Le négociateur en position de force est celui qui peut quitter la table sans accord et à un
moindre coût pour lui que pour l'autre, parce qu'il a un meilleur plan B. L'organisation va aussi
offrir un peu plus de pouvoir au négociateur qui est en position de décider, par exemple, de
ce que l'on inscrit à l'ordre du jour, ou qu'on n'y inscrit pas. C'est le négociateur qui ne va pas
avoir une échéance particulière, alors que l'autre est obligé de conclure avant une certaine
deadline.

La communication. Là aussi, les asymétries de l'information font pencher le rapport de force


vers moi, si je sais quelque chose que l'autre ne sait pas. Et enfin la logistique, dernier élément
à ne pas sous-estimer. Si la négociation a lieu là où je le souhaite, là où j'organise les choses
de manière concrète, le choix de la pièce, tout cela va m'arranger. Cela crée quelque chose
qui m'est plutôt favorable en termes de rapport de force. Après avoir procédé à cette
évaluation du rapport de force, ne désespérez pas si vous en concluez que ce rapport de force
est clairement en faveur de l'autre partie. Quelle que soit la situation structurelle, d'autres
aspects interpersonnels vont vous aider à tempérer, voire à neutraliser ce rapport de force.
Par exemple, qui est le mieux préparé? Dans quelle équipe y a-t-il le plus de cohésion?
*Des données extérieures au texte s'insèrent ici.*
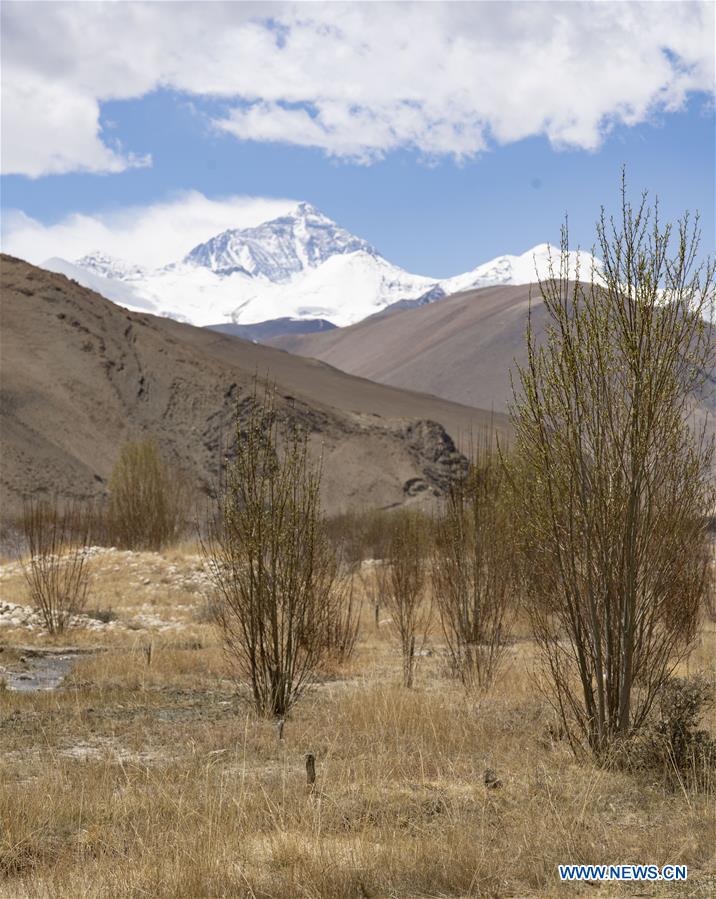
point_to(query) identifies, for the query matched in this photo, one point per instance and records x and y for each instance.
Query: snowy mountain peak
(107, 266)
(279, 249)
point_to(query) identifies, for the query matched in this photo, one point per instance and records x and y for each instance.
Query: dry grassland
(146, 777)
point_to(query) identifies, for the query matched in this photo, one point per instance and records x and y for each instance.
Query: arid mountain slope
(80, 375)
(460, 348)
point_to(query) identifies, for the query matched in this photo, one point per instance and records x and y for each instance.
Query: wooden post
(311, 769)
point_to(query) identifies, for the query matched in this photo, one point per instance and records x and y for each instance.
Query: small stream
(42, 674)
(44, 669)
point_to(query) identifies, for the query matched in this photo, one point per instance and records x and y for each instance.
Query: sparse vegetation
(148, 499)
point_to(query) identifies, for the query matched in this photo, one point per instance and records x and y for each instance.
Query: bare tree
(410, 609)
(148, 499)
(612, 483)
(57, 568)
(343, 616)
(473, 568)
(272, 564)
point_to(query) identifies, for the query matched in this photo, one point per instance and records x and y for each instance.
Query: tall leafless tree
(473, 568)
(56, 566)
(271, 561)
(612, 480)
(409, 606)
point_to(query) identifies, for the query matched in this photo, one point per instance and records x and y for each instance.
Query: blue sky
(439, 173)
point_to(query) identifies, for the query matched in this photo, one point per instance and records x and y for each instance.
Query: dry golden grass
(146, 779)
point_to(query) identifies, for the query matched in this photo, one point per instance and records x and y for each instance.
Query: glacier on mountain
(300, 266)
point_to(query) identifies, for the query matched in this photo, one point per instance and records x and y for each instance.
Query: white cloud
(151, 235)
(354, 79)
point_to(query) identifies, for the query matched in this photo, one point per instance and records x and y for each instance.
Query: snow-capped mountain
(279, 249)
(300, 266)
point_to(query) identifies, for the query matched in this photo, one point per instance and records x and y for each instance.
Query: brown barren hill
(80, 375)
(460, 348)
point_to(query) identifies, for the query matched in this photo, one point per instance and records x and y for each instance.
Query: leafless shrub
(374, 581)
(57, 567)
(343, 618)
(271, 563)
(613, 486)
(473, 568)
(672, 742)
(410, 608)
(148, 499)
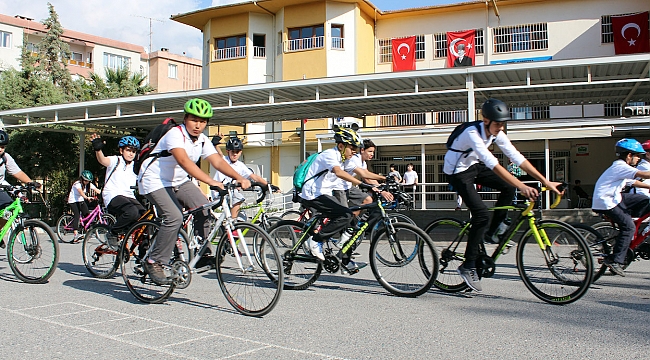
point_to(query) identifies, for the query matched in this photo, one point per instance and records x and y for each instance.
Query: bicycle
(247, 263)
(65, 228)
(402, 257)
(32, 252)
(553, 259)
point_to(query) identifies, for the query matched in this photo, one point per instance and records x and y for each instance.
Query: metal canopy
(617, 79)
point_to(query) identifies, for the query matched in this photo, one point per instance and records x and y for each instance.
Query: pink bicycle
(65, 231)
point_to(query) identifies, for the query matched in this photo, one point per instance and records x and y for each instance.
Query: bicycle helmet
(198, 107)
(347, 136)
(495, 110)
(129, 141)
(87, 175)
(234, 143)
(4, 138)
(629, 146)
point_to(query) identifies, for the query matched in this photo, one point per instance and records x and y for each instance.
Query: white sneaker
(316, 249)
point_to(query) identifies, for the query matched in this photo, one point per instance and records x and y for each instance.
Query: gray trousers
(169, 202)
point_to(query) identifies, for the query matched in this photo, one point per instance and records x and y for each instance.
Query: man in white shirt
(468, 161)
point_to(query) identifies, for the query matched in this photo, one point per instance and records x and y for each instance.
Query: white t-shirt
(457, 162)
(162, 172)
(607, 192)
(120, 178)
(324, 184)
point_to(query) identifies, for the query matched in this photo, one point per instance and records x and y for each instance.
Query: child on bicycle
(468, 162)
(621, 207)
(118, 194)
(80, 193)
(164, 180)
(323, 175)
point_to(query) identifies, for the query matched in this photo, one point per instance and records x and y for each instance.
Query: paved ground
(77, 317)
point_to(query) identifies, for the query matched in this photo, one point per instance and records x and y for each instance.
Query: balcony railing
(236, 52)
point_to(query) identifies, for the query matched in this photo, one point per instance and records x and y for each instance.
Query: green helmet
(87, 175)
(198, 107)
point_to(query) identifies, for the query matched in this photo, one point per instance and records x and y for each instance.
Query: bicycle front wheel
(250, 276)
(560, 273)
(403, 259)
(33, 252)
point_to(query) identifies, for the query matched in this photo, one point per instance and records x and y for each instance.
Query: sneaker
(156, 273)
(470, 277)
(316, 249)
(614, 267)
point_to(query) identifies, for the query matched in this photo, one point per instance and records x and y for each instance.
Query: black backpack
(459, 130)
(150, 142)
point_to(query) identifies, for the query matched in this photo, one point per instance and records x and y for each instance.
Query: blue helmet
(129, 141)
(629, 146)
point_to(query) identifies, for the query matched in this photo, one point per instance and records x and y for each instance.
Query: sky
(128, 20)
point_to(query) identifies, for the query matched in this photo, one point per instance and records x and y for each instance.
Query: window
(259, 45)
(115, 62)
(521, 38)
(5, 39)
(305, 38)
(172, 71)
(337, 36)
(440, 41)
(233, 47)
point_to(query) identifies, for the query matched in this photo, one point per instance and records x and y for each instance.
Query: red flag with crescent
(404, 53)
(631, 33)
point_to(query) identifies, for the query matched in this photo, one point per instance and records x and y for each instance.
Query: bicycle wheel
(302, 269)
(251, 277)
(33, 252)
(560, 273)
(444, 234)
(64, 230)
(132, 257)
(100, 256)
(414, 264)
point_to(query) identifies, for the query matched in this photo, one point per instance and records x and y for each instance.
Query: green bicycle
(32, 250)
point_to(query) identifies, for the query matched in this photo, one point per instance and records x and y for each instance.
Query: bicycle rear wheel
(33, 252)
(100, 256)
(444, 234)
(413, 264)
(251, 277)
(560, 273)
(302, 269)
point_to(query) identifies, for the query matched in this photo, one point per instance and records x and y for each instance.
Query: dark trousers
(126, 211)
(463, 183)
(339, 216)
(632, 205)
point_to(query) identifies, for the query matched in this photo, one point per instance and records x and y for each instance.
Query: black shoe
(614, 267)
(156, 273)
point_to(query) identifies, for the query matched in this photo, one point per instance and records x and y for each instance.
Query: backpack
(300, 175)
(150, 142)
(459, 130)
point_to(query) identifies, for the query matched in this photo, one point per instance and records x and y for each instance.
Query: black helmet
(495, 110)
(234, 144)
(4, 138)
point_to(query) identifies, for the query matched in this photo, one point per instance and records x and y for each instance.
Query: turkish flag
(631, 33)
(404, 53)
(461, 50)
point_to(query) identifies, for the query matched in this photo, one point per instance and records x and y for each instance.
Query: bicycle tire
(100, 258)
(132, 255)
(65, 235)
(301, 272)
(407, 277)
(444, 234)
(564, 278)
(35, 260)
(254, 288)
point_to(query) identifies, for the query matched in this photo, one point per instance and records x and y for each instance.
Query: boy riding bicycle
(619, 207)
(468, 162)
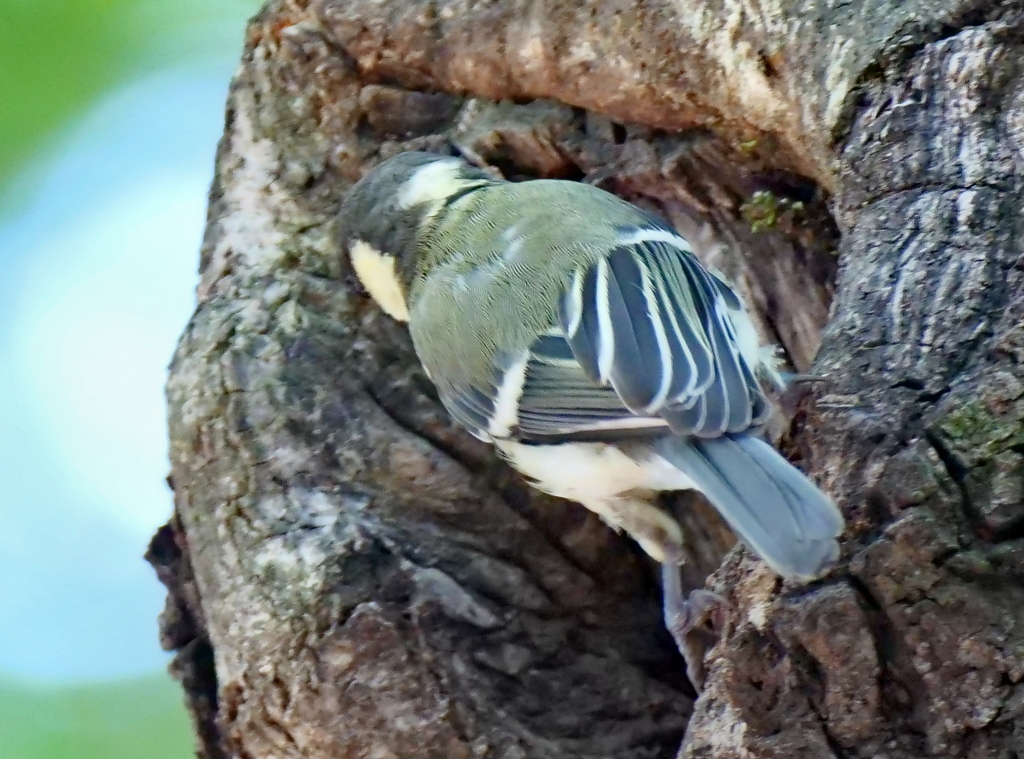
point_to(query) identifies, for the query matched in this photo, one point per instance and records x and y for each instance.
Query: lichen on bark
(352, 576)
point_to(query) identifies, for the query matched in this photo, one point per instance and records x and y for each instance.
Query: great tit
(583, 338)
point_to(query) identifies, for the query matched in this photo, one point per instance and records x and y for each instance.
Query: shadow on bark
(351, 576)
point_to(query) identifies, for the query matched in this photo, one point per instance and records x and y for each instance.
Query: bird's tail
(769, 503)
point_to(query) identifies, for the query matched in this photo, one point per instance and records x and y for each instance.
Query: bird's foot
(687, 620)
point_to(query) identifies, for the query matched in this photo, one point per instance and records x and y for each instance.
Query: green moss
(974, 428)
(765, 209)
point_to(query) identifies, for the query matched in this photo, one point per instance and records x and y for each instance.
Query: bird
(582, 337)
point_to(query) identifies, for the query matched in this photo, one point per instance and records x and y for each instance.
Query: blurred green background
(110, 112)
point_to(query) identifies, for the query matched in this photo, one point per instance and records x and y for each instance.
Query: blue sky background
(100, 221)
Généralement, les négociateurs en position de force, précisément parce qu'ils se sentent en


position de force, ont tendance à être trop sûrs d'eux, moins bien préparés, moins cohérents
dans leur équipe. Qui possède les meilleures qualités personnelles en termes d'écoute, de
capacité à prendre la parole de manière percutante, ou lorsqu'il s'agit d'être créatif, d'inventer
des solutions innovantes. Et puis, il y a toujours un plus pour les négociateurs qui s'investissent
réellement, qui restent profondément concentrés, qui gardent leur calme sur la distance.
Alors, nous voici arrivés au terme ultime de ce cours. Plus vous lisez les chapitres, plus vous
allez vous familiariser avec les outils et les méthodes qui sont présentées. Plus vous les
utiliserez dans vos négociations, plus vous obtiendrez des résultats tangibles. Pour ma part, je
vous souhaite beaucoup de succès dans vos négociations futures. À vous de jouer.